However, data from a phase III trial (NCT03631706) did not indicate great improvement of M7824 as a first-line treatment drug in participants with PD-L1 expressing advanced NSCLC compared to pembrolizumab. The report showed that in the M7824 group, the median progression-free survival was 7.0 months (vs 11.1 months for pembrolizumab), the median overall survival was 21.1 months (vs 22.1 months for pembrolizumab), and 90 of 151 patients (59.6%) developed serious TRAEs [vs 61 of 152 patients (40.1%) for pembrolizumab] (Table 2). Furthermore, another phase II-III trial (NCT04066491) demonstrated that M7824 did not ameliorate overall survival in chemotherapy- and immunotherapy-naïve participants with locally advanced or metastatic biliary tract cancer in combination with the current standard of care (gemcitabine plus cisplatin) (11.5 months vs 11.5 for M7824 vs placebo, respectively). Fifty-eight of 146 patients (39.7%) developed serious TRAEs when in combination with M7824 (vs 24.2% with placebo).
4.1.2. SHR-1701
Jiangsu HengRui Medicine, a biotech company, has been developing a new fusion protein called SHR-1701. The concept of this fusion protein is akin to that of M7824. SHR-1701 is designed to improve anti-tumor response by concurrently inhibiting TGFβ and PD-L1- mediated immunosuppression.

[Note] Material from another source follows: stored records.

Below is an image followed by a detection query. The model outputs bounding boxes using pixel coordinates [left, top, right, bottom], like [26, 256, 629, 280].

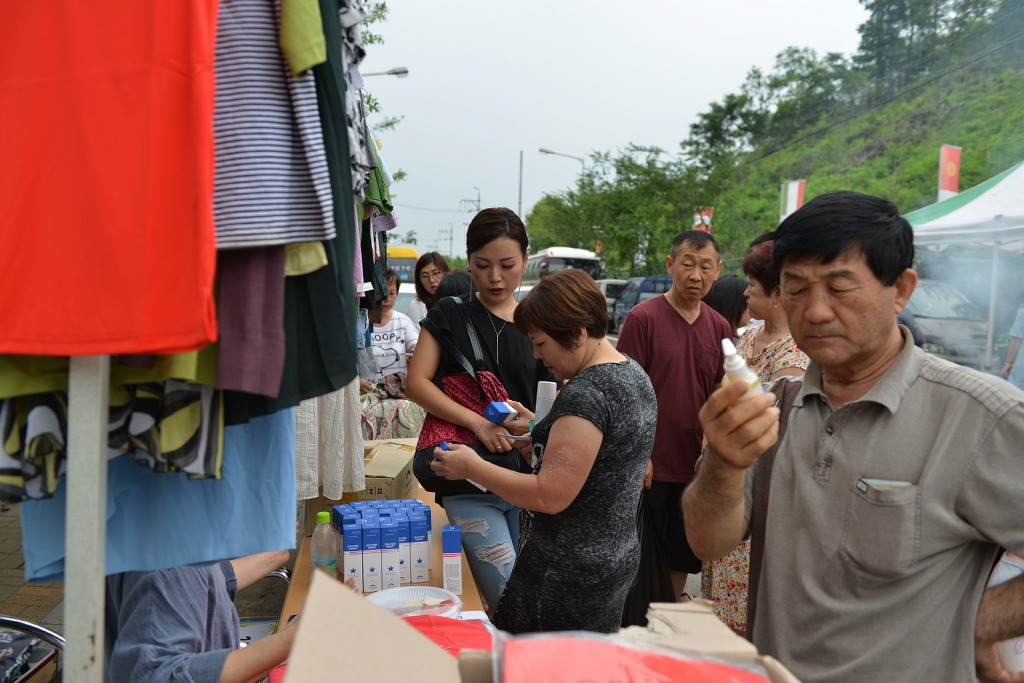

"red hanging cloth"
[0, 0, 217, 355]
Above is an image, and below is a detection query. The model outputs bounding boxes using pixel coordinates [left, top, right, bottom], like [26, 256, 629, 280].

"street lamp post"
[538, 147, 587, 173]
[359, 67, 409, 78]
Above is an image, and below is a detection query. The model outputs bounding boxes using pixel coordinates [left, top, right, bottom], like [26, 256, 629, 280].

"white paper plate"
[367, 586, 462, 617]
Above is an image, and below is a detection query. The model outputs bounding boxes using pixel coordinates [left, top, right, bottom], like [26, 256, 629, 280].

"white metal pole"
[63, 355, 111, 683]
[984, 243, 999, 370]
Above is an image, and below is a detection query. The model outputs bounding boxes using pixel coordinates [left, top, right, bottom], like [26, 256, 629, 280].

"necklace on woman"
[483, 306, 508, 367]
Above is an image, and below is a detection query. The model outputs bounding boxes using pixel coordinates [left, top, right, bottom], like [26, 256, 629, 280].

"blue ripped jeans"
[444, 494, 519, 612]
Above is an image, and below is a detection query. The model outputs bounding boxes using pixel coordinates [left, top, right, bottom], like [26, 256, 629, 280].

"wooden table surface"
[280, 490, 483, 624]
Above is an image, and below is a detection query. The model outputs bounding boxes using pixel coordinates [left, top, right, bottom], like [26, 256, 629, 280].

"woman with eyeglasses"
[406, 251, 449, 325]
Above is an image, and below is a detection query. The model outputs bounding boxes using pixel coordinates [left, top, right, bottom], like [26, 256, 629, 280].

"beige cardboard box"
[285, 572, 800, 683]
[305, 438, 420, 536]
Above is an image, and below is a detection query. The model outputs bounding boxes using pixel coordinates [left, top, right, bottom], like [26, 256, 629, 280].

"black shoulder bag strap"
[452, 297, 486, 370]
[420, 317, 479, 382]
[745, 378, 803, 640]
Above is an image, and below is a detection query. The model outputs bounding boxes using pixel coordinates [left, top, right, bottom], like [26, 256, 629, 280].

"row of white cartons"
[331, 499, 431, 593]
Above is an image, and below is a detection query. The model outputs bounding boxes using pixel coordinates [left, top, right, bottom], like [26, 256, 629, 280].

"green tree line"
[526, 0, 1024, 276]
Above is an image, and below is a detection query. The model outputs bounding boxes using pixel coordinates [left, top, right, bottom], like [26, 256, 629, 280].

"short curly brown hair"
[512, 268, 608, 349]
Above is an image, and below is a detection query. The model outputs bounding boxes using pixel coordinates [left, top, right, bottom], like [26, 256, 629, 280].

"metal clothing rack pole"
[63, 355, 111, 683]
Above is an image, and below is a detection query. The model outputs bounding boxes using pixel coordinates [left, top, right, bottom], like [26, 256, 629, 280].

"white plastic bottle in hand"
[534, 381, 558, 423]
[988, 553, 1024, 672]
[309, 511, 338, 578]
[722, 339, 764, 400]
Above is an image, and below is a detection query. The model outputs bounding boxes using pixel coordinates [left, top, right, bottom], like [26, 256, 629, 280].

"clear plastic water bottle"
[309, 511, 338, 578]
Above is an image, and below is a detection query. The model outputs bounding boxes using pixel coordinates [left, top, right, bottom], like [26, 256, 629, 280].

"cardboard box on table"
[285, 572, 799, 683]
[304, 438, 420, 536]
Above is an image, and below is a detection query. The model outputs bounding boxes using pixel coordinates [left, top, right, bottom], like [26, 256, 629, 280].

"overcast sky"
[360, 0, 867, 259]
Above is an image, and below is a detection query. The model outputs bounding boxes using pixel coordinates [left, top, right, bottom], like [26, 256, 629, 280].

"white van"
[522, 247, 604, 285]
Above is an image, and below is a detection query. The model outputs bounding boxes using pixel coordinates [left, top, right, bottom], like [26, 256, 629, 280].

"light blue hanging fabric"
[22, 409, 296, 582]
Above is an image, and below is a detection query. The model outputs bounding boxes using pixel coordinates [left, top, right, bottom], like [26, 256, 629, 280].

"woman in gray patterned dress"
[431, 270, 657, 633]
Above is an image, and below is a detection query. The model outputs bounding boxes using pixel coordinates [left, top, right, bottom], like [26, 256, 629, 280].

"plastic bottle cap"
[537, 381, 558, 400]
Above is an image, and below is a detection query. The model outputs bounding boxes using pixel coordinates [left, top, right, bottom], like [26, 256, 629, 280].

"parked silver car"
[907, 280, 988, 369]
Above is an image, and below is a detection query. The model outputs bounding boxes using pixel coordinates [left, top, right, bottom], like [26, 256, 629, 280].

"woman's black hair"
[466, 207, 529, 257]
[703, 275, 748, 332]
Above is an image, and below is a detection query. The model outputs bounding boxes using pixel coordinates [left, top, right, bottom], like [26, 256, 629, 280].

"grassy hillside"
[715, 67, 1024, 256]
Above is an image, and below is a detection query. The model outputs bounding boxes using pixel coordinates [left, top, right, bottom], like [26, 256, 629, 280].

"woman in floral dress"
[700, 242, 809, 634]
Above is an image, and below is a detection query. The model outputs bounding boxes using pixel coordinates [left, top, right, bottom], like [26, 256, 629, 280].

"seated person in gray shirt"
[103, 550, 295, 683]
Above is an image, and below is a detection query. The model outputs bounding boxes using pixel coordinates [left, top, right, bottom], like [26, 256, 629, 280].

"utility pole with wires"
[459, 187, 480, 213]
[435, 223, 455, 258]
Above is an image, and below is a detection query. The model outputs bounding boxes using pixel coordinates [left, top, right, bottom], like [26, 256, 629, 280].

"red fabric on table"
[502, 637, 769, 683]
[0, 0, 217, 355]
[403, 615, 494, 658]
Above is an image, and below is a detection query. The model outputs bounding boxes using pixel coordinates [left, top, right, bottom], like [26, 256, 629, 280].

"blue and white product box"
[359, 519, 384, 593]
[441, 525, 462, 595]
[416, 503, 434, 570]
[338, 521, 362, 592]
[409, 512, 430, 584]
[483, 400, 519, 423]
[391, 512, 413, 584]
[381, 521, 401, 588]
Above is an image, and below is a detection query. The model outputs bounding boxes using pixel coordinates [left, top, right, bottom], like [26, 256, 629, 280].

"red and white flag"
[693, 206, 715, 232]
[939, 144, 961, 202]
[778, 180, 807, 222]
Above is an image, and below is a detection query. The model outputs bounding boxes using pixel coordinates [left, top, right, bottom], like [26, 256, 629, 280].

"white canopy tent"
[904, 162, 1024, 368]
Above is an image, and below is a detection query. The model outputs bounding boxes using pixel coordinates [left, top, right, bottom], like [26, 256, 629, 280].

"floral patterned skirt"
[700, 541, 751, 633]
[359, 391, 427, 440]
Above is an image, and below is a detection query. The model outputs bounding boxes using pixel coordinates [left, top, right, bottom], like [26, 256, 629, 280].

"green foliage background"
[526, 0, 1024, 276]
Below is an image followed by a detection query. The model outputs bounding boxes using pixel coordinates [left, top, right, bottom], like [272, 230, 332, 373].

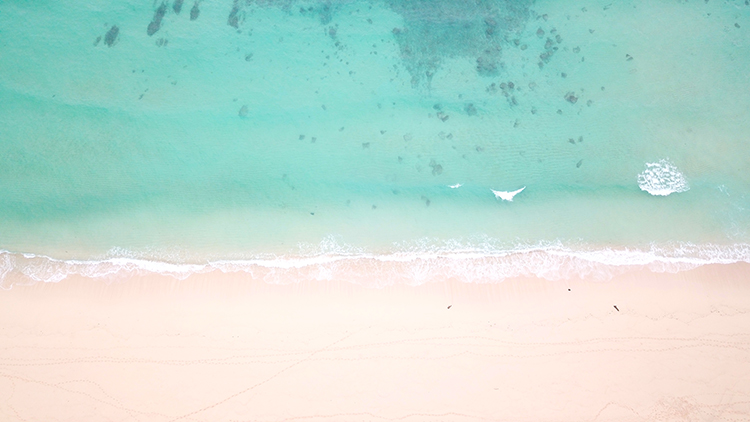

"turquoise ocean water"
[0, 0, 750, 288]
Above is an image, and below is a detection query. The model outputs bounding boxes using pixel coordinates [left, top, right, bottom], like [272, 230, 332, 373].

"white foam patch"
[0, 239, 750, 289]
[638, 159, 690, 196]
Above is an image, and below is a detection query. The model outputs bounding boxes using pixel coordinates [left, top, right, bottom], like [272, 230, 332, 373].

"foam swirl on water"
[638, 159, 690, 196]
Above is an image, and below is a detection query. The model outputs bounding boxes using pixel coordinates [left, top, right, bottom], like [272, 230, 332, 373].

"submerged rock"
[190, 2, 201, 21]
[103, 25, 120, 47]
[565, 91, 578, 104]
[146, 3, 167, 37]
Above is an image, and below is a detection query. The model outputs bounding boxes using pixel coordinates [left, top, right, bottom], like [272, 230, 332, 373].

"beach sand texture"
[0, 264, 750, 421]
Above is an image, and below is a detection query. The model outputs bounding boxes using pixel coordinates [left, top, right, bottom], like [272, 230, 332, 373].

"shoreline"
[0, 263, 750, 421]
[0, 239, 750, 290]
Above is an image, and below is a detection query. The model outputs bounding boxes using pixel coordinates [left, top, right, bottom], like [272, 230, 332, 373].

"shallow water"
[0, 0, 750, 285]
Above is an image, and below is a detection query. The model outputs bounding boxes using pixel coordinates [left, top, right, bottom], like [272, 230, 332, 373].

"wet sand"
[0, 264, 750, 421]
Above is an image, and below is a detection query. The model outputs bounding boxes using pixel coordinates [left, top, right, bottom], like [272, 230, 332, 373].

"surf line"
[490, 186, 526, 202]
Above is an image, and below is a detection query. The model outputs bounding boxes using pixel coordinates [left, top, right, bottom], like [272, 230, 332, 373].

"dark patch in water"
[146, 3, 167, 37]
[565, 91, 578, 104]
[190, 2, 201, 21]
[104, 25, 120, 47]
[244, 0, 532, 88]
[227, 0, 245, 29]
[385, 0, 531, 87]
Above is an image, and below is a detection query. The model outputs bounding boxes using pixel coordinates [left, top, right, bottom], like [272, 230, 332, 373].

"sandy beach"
[0, 264, 750, 421]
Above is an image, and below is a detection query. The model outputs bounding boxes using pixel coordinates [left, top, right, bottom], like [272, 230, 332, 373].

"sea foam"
[0, 240, 750, 289]
[638, 159, 690, 196]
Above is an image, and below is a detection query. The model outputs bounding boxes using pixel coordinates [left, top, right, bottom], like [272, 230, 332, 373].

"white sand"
[0, 264, 750, 422]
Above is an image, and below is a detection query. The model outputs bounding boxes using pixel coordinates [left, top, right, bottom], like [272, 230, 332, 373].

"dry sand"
[0, 264, 750, 422]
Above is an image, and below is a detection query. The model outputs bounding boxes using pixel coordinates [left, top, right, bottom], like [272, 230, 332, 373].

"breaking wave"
[0, 239, 750, 289]
[638, 159, 690, 196]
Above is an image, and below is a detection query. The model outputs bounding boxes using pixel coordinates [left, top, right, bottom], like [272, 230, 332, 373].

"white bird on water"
[490, 186, 526, 202]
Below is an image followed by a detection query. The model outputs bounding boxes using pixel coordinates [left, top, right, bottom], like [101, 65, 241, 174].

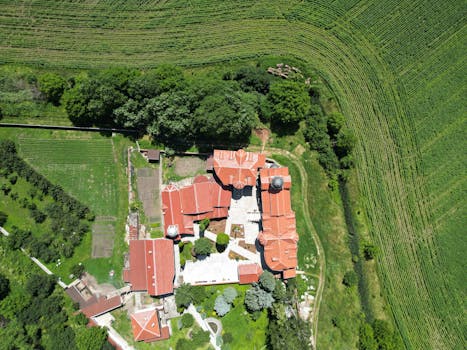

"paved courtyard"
[225, 186, 261, 244]
[181, 252, 238, 285]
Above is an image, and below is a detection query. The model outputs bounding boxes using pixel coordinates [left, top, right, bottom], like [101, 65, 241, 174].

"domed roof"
[271, 176, 284, 190]
[167, 225, 178, 238]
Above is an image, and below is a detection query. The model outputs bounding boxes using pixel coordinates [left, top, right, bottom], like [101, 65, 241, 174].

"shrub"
[0, 274, 10, 300]
[214, 295, 230, 317]
[0, 211, 8, 226]
[259, 271, 276, 292]
[342, 271, 358, 287]
[182, 314, 195, 328]
[194, 237, 212, 255]
[222, 287, 238, 304]
[70, 264, 84, 278]
[222, 332, 233, 344]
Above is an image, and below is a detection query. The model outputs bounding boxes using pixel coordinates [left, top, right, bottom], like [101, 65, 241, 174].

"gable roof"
[213, 149, 266, 190]
[131, 308, 161, 341]
[258, 168, 298, 278]
[81, 295, 122, 318]
[162, 175, 232, 235]
[124, 238, 175, 295]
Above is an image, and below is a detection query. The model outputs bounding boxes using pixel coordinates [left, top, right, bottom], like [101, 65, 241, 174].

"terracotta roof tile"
[131, 309, 169, 342]
[213, 149, 266, 189]
[128, 238, 175, 295]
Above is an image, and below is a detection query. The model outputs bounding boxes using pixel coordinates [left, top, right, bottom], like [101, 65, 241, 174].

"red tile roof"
[81, 295, 122, 318]
[214, 149, 266, 190]
[131, 309, 170, 342]
[238, 263, 263, 284]
[162, 175, 232, 235]
[124, 238, 175, 295]
[258, 168, 298, 278]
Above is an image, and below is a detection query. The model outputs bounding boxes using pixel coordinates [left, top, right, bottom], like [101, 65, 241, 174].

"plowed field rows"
[0, 0, 467, 349]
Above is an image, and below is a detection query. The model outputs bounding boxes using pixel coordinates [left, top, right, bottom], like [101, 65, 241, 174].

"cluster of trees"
[39, 65, 259, 144]
[0, 140, 94, 262]
[193, 237, 213, 257]
[214, 287, 238, 317]
[0, 274, 113, 350]
[175, 329, 209, 350]
[304, 105, 356, 179]
[358, 320, 404, 350]
[175, 283, 213, 310]
[245, 271, 284, 319]
[266, 279, 311, 350]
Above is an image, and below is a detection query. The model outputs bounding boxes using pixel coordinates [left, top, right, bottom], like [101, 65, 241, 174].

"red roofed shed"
[214, 149, 266, 190]
[123, 238, 175, 295]
[162, 175, 232, 238]
[131, 308, 170, 343]
[258, 168, 298, 278]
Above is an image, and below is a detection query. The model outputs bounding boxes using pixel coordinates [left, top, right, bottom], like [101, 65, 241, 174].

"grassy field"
[0, 129, 128, 285]
[0, 0, 467, 349]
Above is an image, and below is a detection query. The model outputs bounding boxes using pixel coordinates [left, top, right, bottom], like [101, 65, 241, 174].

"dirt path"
[250, 147, 326, 348]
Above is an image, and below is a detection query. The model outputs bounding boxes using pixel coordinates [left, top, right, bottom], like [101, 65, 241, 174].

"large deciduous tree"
[267, 80, 311, 125]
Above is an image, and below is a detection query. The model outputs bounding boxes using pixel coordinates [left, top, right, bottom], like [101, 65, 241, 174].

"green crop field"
[0, 0, 467, 349]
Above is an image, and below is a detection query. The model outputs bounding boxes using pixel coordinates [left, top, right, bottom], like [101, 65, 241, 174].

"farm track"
[0, 0, 466, 349]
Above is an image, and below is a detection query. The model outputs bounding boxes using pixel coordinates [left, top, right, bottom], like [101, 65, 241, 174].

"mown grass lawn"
[0, 128, 130, 286]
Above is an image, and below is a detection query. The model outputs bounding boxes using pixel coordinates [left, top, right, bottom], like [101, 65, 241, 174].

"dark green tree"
[182, 314, 195, 328]
[267, 80, 311, 125]
[76, 327, 107, 350]
[0, 211, 8, 226]
[193, 237, 212, 256]
[334, 129, 356, 158]
[0, 274, 10, 301]
[327, 112, 345, 138]
[342, 271, 358, 287]
[26, 274, 56, 298]
[193, 88, 256, 144]
[70, 264, 85, 278]
[38, 73, 67, 105]
[175, 283, 193, 308]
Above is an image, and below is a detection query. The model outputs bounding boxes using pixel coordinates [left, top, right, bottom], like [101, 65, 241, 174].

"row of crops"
[18, 136, 118, 216]
[0, 0, 467, 349]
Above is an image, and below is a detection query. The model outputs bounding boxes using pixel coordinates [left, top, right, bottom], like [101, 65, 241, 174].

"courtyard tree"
[193, 237, 212, 256]
[0, 211, 8, 226]
[0, 274, 10, 300]
[216, 233, 230, 252]
[38, 73, 66, 105]
[214, 295, 230, 317]
[259, 271, 276, 292]
[175, 283, 193, 308]
[222, 287, 238, 304]
[181, 314, 195, 328]
[70, 263, 84, 278]
[245, 286, 274, 312]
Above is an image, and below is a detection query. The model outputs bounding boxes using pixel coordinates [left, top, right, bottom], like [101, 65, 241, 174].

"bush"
[0, 274, 10, 301]
[259, 271, 276, 292]
[214, 295, 230, 317]
[182, 314, 195, 328]
[70, 264, 84, 278]
[0, 211, 8, 226]
[194, 237, 212, 255]
[342, 271, 358, 287]
[222, 287, 238, 304]
[363, 242, 378, 260]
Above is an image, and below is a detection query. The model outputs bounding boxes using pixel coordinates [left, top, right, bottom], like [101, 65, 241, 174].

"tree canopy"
[267, 80, 311, 125]
[193, 237, 212, 255]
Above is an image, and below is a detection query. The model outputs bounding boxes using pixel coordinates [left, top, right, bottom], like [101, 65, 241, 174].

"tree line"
[0, 140, 94, 263]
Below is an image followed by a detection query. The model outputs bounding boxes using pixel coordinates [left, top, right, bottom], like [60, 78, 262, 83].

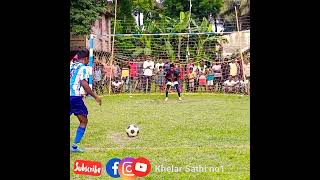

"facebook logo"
[106, 158, 121, 178]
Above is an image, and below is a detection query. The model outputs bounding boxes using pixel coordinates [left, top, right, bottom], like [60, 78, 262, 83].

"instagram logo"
[133, 157, 151, 177]
[118, 157, 135, 180]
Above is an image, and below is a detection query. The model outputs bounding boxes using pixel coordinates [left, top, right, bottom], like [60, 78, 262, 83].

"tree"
[70, 0, 106, 35]
[192, 0, 224, 32]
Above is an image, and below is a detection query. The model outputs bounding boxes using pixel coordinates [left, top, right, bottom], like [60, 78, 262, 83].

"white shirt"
[143, 61, 154, 76]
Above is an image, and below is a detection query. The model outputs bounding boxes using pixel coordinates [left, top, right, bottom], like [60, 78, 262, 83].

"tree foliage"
[70, 0, 106, 35]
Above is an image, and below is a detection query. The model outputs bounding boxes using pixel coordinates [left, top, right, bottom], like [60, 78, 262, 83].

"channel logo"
[106, 157, 151, 180]
[119, 157, 136, 180]
[73, 160, 102, 176]
[132, 157, 151, 177]
[106, 158, 121, 178]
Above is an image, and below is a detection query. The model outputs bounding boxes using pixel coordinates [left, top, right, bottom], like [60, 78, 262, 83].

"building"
[70, 12, 113, 60]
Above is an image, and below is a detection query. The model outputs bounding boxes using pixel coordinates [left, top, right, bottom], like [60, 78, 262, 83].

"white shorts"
[167, 81, 179, 86]
[207, 80, 213, 86]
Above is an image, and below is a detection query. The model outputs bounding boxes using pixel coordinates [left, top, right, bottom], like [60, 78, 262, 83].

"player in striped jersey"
[70, 51, 101, 152]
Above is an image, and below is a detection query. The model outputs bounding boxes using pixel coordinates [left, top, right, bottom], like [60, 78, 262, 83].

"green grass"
[70, 94, 250, 180]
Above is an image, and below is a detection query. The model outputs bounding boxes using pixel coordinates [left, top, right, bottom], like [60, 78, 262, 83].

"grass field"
[70, 94, 250, 180]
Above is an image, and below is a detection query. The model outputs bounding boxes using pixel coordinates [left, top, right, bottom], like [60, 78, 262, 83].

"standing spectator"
[155, 59, 164, 73]
[92, 64, 103, 94]
[207, 68, 214, 91]
[143, 57, 154, 93]
[156, 66, 165, 92]
[121, 64, 130, 92]
[199, 71, 207, 91]
[212, 60, 222, 90]
[188, 67, 196, 92]
[223, 76, 235, 93]
[229, 59, 238, 77]
[103, 62, 112, 84]
[194, 67, 200, 92]
[111, 79, 122, 93]
[175, 60, 184, 92]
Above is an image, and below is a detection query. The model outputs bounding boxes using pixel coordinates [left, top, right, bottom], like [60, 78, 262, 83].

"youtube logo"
[132, 157, 151, 177]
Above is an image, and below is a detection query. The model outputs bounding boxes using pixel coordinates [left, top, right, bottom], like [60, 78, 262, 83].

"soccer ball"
[126, 124, 139, 137]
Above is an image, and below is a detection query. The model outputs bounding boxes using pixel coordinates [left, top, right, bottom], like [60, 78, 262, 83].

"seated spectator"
[223, 76, 235, 93]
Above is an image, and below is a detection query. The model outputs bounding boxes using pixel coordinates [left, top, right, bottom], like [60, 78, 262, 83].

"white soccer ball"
[126, 124, 139, 137]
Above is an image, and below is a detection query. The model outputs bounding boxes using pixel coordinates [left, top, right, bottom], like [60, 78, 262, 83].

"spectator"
[92, 64, 103, 94]
[188, 67, 196, 92]
[155, 59, 164, 73]
[156, 66, 165, 92]
[223, 76, 235, 93]
[143, 57, 154, 93]
[229, 59, 238, 77]
[121, 65, 130, 92]
[212, 60, 222, 90]
[193, 67, 200, 91]
[207, 68, 214, 91]
[199, 71, 207, 91]
[111, 80, 122, 93]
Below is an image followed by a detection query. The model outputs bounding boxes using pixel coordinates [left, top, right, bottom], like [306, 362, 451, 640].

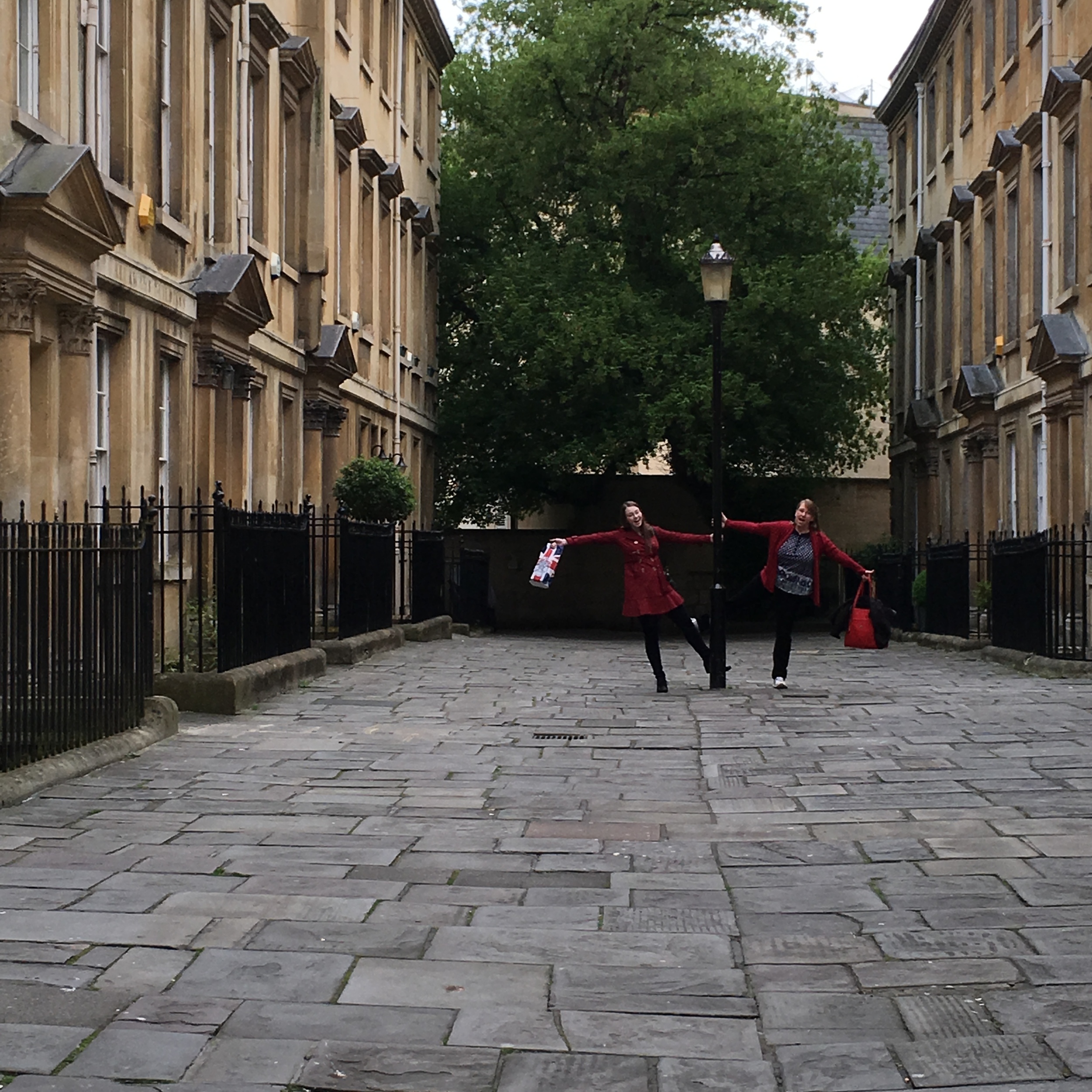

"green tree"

A preclinical study by Yuan Liu’s group found that SHR-1701, not anti-PD-1/PD-L1 monotherapy, could reverse the imbalance of CD8+ T cells and Tregs and elicit predominant protection against tumors [115]. At present, there are more than 20 clinical trials assessing the safety, tolerability, pharmacokinetics, and clinical activity of SHR-1701 for the treatment of patients with advanced solid tumors, breast cancer, and nasopharyngeal carcinoma (Table 2). In a dose escalation phase I study, 49 patients with advanced solid tumors showed an ORR at 17.8% (95% CI, 8.0%−32.1%) with 8 patients achieved PR and 18.4% patients who had TRAEs greater than grade 3 [116]. Data from a multicenter phase I study (NCT03774979.) showed that 27 patients with advanced NSCLC with EGFR mutations had an ORR of 16.7% (95% CI, 4.7%−37.4%) and disease control rate of 50.0% (95% CI, 29.1%−70.9%). Two out of 27 patients (7.4%) developed grade 3 TRAEs (anemia, hypokalemia, and asthenia) [117]. In an expanded study of NTC03774979, as of February 2021, 11 out of 32 patients with squamous cell carcinoma achieved PR and 11 had SD. The ORR was 15.6% (95% CI, 5.3–32.8) and no grade 4 or 5 of TRAES were reported [118]. SHR-1701 showed a manageable safety profile but further investigations are needed.
4.1.3. LBL-015
LBL-015 is a tetravalent bispecific fusion antibody composed of a high affinity anti–PD-1monoclonal antibody and a TGFβRII fusion protein. It was designed as 2:2 antibody-cytokine fusion format using Mab fusion platform enhancing both in vitro and in vivo antitumor efficacy in a dose dependent manner [119]. A multi-center phase I and II study (XXX) was initiated in 2021 to evaluate the safety, tolerability, and pharmacokinetics of LBL-015.
4.1.4. TST005
Bispecific antibody TST005 consists of a truncated extracellular domain of TGFβRII and a humanized anti–PD-L1 IgG1 antibody (AM4B6) with ablated Fc immune effector function. TST1005 has high PL-L1 binding activity which facilitates the TGFβ trap to high PD-L1 tumor cells, thereby minimizing the toxicities of systemic of TGFβ signaling. Following promising preclinical studies, a clinical trial evaluation of TST005 in patients with advanced solid tumors is initiated (NCT04958434) [120].
4.1.5. BR102
Similar to the aforementioned fusion proteins, BR102 comprises an anti–PD-L1 antibody (GS636) that was fused at the C terminus of TGFβRII ectodomain. This structure allows the fusion protein for TGFβ suppression and PD-1/PD-L1 immunosuppression in the TME. It is reported that the N-glycosylation modifications of BR102 were tightly involved in the regulation of proteolytic activity. To avoid the proteolytic degradation, three motifs were mutated. The BR102 mutant is more resistant to proteolytic degradation and showed an additive antitumor effect in a MC38/hPD-L1 bearing model [121].
4.1.6. a-PDL1-TGFβRII ecd
Similar to BR102, Ravi et al. developed Y-traps, which consist of antibodies targeting PD-L1, fused to a TGFβ receptor II ectodomain (a-PDL1-TGFβRII ecd) [122]. They significantly decreased the frequency of Foxp3-expressing Tregs while greatly elevating the percentage of tumor-reactive IFNγ+CD8+ cells; they showed superior antitumor efficacy compared to atezolizumab in melanoma and TNBC tumor xenograft mice models by counteracting TGFβ-mediated Tregs differentiation.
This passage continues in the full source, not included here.